Un départ précipité en pleine guerre

Pete Hegseth, secrétaire américain à la Défense, a demandé au chef d’état-major de l’armée, le général Randy A. George, de quitter immédiatement ses fonctions, alors que les États-Unis et Israël sont engagés dans leur guerre contre l’Iran.

Dans un message publié tard jeudi sur X, le porte-parole du Pentagone, Sean Parnell, a indiqué que le général George « prendra sa retraite de ses fonctions », sans fournir la moindre explication sur cette décision brutale en temps de guerre. Le ministère a seulement ajouté qu’il était « reconnaissant pour les décennies de service du général George à notre nation ». Une formule polie, comme souvent, quand l’issue est déjà pliée.

Le renvoi, d’abord révélé par la chaîne américaine CBS, s’ajoute à une série de départs de haut rang dans les forces armées américaines depuis l’entrée en fonction de Hegseth, en janvier dernier.

Selon une source citée par CBS, le secrétaire à la Défense veut à ce poste une personne capable d’appliquer sa vision et celle du président Donald Trump pour l’armée.

Des tensions autour de nominations bloquées

Âgé de 61 ans, Randy A. George avait été nommé à ce poste en 2023 par l’ancien président Joe Biden. Avant cela, il a servi à plusieurs reprises hors des États-Unis, notamment en Irak et en Afghanistan.

En tant que chef d’état-major, il est notamment crédité d’avoir cherché à réduire les doublons administratifs dans l’armée et à intégrer de nouvelles technologies, comme des drones intercepteurs de missiles à bas coût et des systèmes de ciblage utilisant l’intelligence artificielle.

Le New York Times a rapporté que son éviction serait liée à des désaccords avec Hegseth sur la décision de ce dernier de viser et bloquer la promotion de quatre officiers de l’armée sur une liste de 29 noms. D’après le journal, la majorité des officiers figurant sur cette liste sont des hommes blancs, tandis que les quatre nominations bloquées concernent deux officiers noirs et deux femmes.

Toujours selon le Times, cette décision a conduit de hauts responsables militaires à s’interroger sur l’existence possible de biais raciaux ou sexistes. Le général George a demandé une réunion avec Hegseth pour en discuter il y a deux semaines, mais le secrétaire à la Défense a refusé de le recevoir.

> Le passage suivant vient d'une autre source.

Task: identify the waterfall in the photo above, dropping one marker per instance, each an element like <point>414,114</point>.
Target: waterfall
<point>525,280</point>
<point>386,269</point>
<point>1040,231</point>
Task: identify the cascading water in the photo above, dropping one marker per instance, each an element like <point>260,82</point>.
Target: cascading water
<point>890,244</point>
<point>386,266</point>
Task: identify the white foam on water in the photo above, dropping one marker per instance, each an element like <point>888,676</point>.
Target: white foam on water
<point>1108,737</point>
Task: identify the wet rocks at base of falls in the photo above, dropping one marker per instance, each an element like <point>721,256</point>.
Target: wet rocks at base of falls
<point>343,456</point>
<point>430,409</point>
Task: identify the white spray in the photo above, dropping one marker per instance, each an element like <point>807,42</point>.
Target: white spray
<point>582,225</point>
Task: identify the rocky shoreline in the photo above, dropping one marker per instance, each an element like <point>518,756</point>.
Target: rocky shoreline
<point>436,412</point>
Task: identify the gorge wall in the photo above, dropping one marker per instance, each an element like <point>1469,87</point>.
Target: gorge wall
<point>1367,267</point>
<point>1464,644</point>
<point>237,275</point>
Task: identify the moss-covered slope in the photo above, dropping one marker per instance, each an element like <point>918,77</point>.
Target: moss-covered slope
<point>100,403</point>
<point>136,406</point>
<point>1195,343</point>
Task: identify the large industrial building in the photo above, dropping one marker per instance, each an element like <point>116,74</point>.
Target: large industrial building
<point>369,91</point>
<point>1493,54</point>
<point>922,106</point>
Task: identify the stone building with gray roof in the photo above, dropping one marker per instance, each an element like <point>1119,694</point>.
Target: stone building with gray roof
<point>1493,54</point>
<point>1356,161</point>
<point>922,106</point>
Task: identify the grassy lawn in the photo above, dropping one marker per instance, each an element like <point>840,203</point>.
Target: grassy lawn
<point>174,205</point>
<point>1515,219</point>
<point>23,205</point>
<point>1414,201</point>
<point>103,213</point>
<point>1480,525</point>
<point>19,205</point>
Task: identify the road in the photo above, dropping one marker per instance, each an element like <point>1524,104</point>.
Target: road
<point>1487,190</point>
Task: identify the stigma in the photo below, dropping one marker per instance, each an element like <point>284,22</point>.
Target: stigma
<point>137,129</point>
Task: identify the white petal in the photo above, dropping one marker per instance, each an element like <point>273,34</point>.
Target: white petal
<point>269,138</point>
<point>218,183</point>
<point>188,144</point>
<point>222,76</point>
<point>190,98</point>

Des rumeurs sur un possible limogeage circulaient depuis des semaines. Jeudi, Hegseth aurait finalement informé George lors d’un appel téléphonique vers 16 heures, heure locale, selon le New York Times.

Deux autres responsables écartés

Le Comité des chefs d’état-major interarmées, qui rassemble les plus hauts gradés en uniforme, a rendu hommage au général sortant dans un message publié sur les réseaux sociaux.

« Depuis 1988, le général George et sa famille répondent constamment à l’appel de la nation avec honneur et dévouement », peut-on y lire. « Nous sommes profondément reconnaissants au général George et à son épouse, Patty, pour leurs nombreuses années de sacrifice et de dévouement envers ceux qui servent. Alors qu’ils tournent cette page d’une carrière distinguée et se projettent vers l’avenir, nous leur souhaitons à tous deux bonheur et réussite dans ce qui les attend. »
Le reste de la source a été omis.